Since the tree starts with 8n+5,  in which c<d,  the coefficients of the successive generation are 2d/3 for the s step and 4d/3 for the b step,  and the expressions for the constants always result from applying a floor function to a mixed number,  the new c will always be less than the new d.  Applied iteratively,  this shows that c<d in all formulas for sets.

There are two possible regions of coincidence or overlap in the children sets in the event that c closely approaches d,  at floor(4c/3)  and floor(2(c+d)/3),  and between floor(4(c+d)/3)  and floor(2(c+2d)/3).  The latter is of more concern because there is a range of possible overlap there.  While it is often the case that children reached from 3dn+c+d are smaller than children reached from 3dn+c+2d,  the values can occur in the inverse order when 3dn+c+d takes the b step and 3dn+c+2d takes the s step.  There are two early occurrences of this in the predecessor tree: first,  15 as parent gives 105 from 3dn+c+d using the b step and 95 from 3dn+c+2d using the s step and,  second,  3 as parent gives 25 from 3dn+c+d using the b step and 23 from 3dn+c+2d using the s step.

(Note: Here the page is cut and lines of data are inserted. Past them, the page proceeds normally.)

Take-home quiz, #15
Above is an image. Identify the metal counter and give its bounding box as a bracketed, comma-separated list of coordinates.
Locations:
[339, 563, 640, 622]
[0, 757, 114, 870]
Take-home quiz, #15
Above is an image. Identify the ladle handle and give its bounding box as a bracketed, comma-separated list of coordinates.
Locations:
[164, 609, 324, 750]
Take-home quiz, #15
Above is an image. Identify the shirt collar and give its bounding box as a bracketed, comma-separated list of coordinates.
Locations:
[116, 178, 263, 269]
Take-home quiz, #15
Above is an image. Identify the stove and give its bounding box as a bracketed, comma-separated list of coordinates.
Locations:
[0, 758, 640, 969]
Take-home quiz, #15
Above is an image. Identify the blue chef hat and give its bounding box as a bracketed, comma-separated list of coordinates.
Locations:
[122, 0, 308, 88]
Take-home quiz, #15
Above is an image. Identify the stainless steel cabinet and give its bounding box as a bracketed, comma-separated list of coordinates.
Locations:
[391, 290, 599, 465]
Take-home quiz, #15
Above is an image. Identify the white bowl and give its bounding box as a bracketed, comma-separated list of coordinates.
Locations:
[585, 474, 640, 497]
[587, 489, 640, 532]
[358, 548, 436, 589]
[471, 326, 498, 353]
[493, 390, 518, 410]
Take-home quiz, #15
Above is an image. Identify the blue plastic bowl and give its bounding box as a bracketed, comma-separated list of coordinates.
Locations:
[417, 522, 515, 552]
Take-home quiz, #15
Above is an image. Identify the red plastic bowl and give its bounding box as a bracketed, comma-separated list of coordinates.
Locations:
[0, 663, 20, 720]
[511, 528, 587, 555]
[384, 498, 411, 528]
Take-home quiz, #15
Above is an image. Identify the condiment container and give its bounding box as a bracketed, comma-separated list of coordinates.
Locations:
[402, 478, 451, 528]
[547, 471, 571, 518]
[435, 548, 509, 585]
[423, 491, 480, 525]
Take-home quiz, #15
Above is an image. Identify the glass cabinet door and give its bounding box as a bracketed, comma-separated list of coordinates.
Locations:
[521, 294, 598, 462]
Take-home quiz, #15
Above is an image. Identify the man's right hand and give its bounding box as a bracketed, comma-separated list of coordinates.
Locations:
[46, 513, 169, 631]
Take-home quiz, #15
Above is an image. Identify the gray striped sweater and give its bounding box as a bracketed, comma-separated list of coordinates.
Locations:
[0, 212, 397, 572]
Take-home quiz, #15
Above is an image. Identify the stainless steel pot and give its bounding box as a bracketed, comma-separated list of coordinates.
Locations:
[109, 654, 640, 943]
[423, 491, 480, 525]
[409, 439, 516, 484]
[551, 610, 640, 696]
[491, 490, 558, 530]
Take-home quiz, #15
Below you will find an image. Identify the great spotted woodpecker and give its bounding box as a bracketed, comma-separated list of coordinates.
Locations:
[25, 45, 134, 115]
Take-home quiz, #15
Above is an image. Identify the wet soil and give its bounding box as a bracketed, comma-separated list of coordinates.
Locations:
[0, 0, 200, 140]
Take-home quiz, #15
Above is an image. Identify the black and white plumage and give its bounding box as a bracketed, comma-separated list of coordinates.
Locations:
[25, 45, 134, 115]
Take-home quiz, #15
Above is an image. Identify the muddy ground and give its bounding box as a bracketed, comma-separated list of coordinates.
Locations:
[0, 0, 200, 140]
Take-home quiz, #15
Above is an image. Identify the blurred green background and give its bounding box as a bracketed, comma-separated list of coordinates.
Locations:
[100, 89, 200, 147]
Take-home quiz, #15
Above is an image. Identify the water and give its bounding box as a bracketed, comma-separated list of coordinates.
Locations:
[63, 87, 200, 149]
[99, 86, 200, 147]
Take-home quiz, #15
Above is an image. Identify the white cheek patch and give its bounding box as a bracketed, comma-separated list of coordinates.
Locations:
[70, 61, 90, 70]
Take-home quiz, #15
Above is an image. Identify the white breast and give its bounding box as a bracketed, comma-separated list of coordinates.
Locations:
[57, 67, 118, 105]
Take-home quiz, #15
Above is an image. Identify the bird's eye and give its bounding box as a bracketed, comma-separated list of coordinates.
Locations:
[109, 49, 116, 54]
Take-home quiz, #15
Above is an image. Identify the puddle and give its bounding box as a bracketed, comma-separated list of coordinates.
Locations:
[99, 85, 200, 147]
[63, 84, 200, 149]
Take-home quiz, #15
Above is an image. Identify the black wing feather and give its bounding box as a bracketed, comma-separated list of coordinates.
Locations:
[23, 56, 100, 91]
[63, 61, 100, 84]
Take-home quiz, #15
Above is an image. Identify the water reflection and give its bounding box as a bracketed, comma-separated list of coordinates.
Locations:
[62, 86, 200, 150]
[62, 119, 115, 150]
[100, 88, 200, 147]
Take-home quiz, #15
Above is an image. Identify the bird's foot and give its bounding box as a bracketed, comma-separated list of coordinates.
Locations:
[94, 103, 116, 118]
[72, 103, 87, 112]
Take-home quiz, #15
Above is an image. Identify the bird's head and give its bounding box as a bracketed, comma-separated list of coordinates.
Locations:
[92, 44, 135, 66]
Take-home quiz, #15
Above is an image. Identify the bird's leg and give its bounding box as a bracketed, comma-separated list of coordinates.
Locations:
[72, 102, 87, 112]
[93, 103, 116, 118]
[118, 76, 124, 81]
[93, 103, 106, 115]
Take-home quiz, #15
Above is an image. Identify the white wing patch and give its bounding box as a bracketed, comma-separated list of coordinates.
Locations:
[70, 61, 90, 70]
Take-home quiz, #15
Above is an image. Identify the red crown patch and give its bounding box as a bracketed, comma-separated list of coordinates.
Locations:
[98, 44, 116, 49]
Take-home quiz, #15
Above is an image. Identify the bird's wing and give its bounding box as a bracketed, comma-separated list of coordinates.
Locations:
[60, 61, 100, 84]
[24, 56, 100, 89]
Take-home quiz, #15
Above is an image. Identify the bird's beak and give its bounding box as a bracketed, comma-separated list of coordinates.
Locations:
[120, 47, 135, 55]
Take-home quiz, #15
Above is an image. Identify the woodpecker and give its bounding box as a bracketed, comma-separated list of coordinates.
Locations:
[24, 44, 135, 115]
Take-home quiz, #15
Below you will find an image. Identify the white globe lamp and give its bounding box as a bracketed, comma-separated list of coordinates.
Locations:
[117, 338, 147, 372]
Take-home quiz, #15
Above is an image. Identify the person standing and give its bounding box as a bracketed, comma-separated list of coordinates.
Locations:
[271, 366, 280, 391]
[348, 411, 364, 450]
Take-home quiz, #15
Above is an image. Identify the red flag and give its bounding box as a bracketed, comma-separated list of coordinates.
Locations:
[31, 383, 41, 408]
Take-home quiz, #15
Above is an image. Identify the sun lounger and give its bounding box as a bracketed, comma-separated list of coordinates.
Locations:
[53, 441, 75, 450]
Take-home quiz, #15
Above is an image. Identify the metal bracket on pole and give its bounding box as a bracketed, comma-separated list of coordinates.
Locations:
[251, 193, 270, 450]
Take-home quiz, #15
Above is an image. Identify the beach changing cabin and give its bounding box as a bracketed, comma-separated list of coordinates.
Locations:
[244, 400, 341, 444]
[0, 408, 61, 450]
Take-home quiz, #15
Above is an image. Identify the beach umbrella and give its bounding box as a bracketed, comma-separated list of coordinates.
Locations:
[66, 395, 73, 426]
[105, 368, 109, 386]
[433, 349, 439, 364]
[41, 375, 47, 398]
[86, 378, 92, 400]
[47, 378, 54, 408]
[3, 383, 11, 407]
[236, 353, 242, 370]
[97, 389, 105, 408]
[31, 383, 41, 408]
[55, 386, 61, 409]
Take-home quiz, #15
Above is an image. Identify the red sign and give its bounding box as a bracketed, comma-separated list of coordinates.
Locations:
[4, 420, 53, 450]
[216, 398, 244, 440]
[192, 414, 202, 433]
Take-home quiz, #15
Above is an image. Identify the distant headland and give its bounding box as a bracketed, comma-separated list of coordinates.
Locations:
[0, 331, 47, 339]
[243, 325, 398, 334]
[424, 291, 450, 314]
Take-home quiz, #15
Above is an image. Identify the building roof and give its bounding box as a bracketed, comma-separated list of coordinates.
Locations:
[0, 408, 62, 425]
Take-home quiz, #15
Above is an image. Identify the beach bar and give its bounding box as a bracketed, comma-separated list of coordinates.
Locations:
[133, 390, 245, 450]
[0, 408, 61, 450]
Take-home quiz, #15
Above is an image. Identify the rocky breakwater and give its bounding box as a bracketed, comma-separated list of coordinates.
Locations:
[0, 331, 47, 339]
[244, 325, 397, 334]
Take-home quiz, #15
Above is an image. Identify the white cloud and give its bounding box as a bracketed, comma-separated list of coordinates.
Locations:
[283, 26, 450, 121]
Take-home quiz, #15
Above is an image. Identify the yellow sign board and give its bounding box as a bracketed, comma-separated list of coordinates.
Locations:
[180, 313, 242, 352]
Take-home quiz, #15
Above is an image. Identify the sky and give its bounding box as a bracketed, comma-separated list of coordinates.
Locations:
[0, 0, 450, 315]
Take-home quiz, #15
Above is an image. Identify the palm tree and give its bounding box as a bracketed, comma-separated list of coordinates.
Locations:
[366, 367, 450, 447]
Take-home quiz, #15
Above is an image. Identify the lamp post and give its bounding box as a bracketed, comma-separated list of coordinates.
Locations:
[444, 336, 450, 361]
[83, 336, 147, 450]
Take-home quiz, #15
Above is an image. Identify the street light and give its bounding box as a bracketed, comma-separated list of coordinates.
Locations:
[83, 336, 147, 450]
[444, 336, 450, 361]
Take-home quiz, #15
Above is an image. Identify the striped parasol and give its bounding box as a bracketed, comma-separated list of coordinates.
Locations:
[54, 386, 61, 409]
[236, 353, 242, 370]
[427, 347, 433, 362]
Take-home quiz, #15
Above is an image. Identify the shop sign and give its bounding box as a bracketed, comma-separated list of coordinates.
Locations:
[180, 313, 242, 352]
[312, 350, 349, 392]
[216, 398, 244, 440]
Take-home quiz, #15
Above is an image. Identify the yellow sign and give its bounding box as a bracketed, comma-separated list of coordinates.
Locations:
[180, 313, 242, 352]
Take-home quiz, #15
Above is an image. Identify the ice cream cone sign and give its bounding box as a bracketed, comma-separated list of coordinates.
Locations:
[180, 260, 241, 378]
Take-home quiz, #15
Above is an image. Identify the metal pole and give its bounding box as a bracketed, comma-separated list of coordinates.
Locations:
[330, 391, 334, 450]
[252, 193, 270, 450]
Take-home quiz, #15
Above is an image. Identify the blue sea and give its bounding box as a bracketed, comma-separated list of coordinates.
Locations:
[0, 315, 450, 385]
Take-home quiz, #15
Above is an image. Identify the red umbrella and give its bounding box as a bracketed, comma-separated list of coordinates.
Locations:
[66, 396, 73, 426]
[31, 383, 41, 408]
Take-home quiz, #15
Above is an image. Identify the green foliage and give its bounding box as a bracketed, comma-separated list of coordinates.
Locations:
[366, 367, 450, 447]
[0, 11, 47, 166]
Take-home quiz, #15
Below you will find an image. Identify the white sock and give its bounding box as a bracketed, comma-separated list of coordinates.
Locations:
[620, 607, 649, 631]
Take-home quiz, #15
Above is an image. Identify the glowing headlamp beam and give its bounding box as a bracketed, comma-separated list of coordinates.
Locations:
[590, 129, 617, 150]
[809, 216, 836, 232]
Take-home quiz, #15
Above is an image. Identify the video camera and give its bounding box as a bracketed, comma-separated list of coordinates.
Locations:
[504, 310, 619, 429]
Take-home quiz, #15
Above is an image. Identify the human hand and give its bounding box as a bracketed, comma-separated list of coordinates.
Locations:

And what if,  in two successive generations,  one path goes bs and another path goes sb?  Both would reach a constant roughly 8/9 of the original.  No such simple cases appear to exist,  but the multiple instances of closely spaced integers closely positioned in the predecessor tree result from just such an interchange of steps except that they are interspersed with extension steps.  (E.g.  847 reaches 12049 by an eseb path but 12045 by a bese path,  and 385 reaches 9733 by an esbbbe path,  but 9731 by a bebbes path.)  Many more complex paths with interchanged steps would lead to the same point if it were not for the effect of the floor function at each generational level.  (E.g.  583 reaches 7371 by an esbebs path,  but 7369 by a beessb path.  [I'm using e here to denote a single step to a right child in the binary predecessor tree,  so ee means two steps through the right descent.])  This phenomenon is not limited to paths with equal numbers of b and s steps.  (E.g.  1429 reaches 10161 by beb,  but reaches 10163 by eses.)

The argument that all subsets are unique will have to depend on deeper issues than simple numerical ranges.